SIAM UK and Republic of Ireland Section
Annual Meeting
University of Bath, January 10th 2003
All lectures will take place in Lecture Theatre 8W2.1


Abstracts of Lectures



Doug Arnold

Institute for Mathematics and its Applications, University of   Minnesota, USA.

Differential complexes in numerical analysis
Differential complexes such as the de Rham complex have recently come
to play an important role in the design and analysis of numerical
methods for partial differential equations.  The design of stable
discretizations of systems of partial differential equations often
hinges on capturing subtle aspects of the structure of the system in
the discretization.  In many cases the differential geometric structure
captured by a differential complex has been found to be an essential
element, and a discrete differential complex which is appropriately
related to the original complex is essential.  This new geometric
viewpoint provides a unifying understanding of a variety of innovative
numerical methods developed over recent decades, in particular for the
stable approximation of electromagnetic problems.  Very recently it has
enabled the development of new algorithms for elasticity problems with
properties previously unattainable.  And it seems likely to provide an
important element for the solution of numerical problems beyond current
capabilities, such as the simulation of gravitational wave emission
from colliding black holes.



Helen Byrne
School of Mathematical Sciences, University of Nottingham, UK

Multiphase models of solid tumour growth
In view of increasing experimental evidence that normal and cancerous
cells alter their behaviour in response to mechanical effects, it is important
to develop mathematical models that can incorporate such features.
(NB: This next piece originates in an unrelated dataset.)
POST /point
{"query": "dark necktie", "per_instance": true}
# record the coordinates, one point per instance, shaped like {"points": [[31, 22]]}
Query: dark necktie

In this
talk I will explain how multiphase models can provide an appropriate mathematical
framework to do this. I will illustrate this by focusing on tumour encapsulation,
the process by which some tumours become surrounded by a thick collagenous
capsule, and tumour invasion.
 

John Billingham
School of Mathematics and Statistics, University of Birmingham, UK

Mathematical Modelling of   Solid Oxide Fuel Cells
In this talk I will give an overview of work that we have done at Birmingham
on modelling a variety of solid oxide fuel cell systems. A solid oxide fuel cell
is a device thatgenerates electricity directly from the combustion of fuel.
I will discuss:
(i) A planar solid oxide fuel cell
(ii) A tubular solid oxide fuel cell
(iii) Surface catalysed combustion waves in tubular fuel cells



Philippe Toint
Department of Mathematics,  University of Namur, Belgium


The filter idea and its application to nonlinear equations and nonlinear least-squares
The talk will introduce the new filter techniques for nonlinear optimization,
starting from the general constrained programming case. The discussion will
then focus on how these ideas can be extended to the case of nonlinear equations,
and an algorithm will be presented. Some numerical results will then be
given and perspectives drawn.



John Toland
Department of Mathematical Sciences, University of Bath, UK

Global Real-analytic bifurcation theory and its use in Stokes-wave theory
This lecture will survey the global implications of bifurcation from a simple
eigenvalue in the case that the operators involved are real-analytic.The central
role of real-analyticy in the Stokes-wave problem will be explained, including
its implications for the existence of secondary bifurcations far away from the
primary bifurcation, and periodic-multiplying sub-harmonic bifurcations.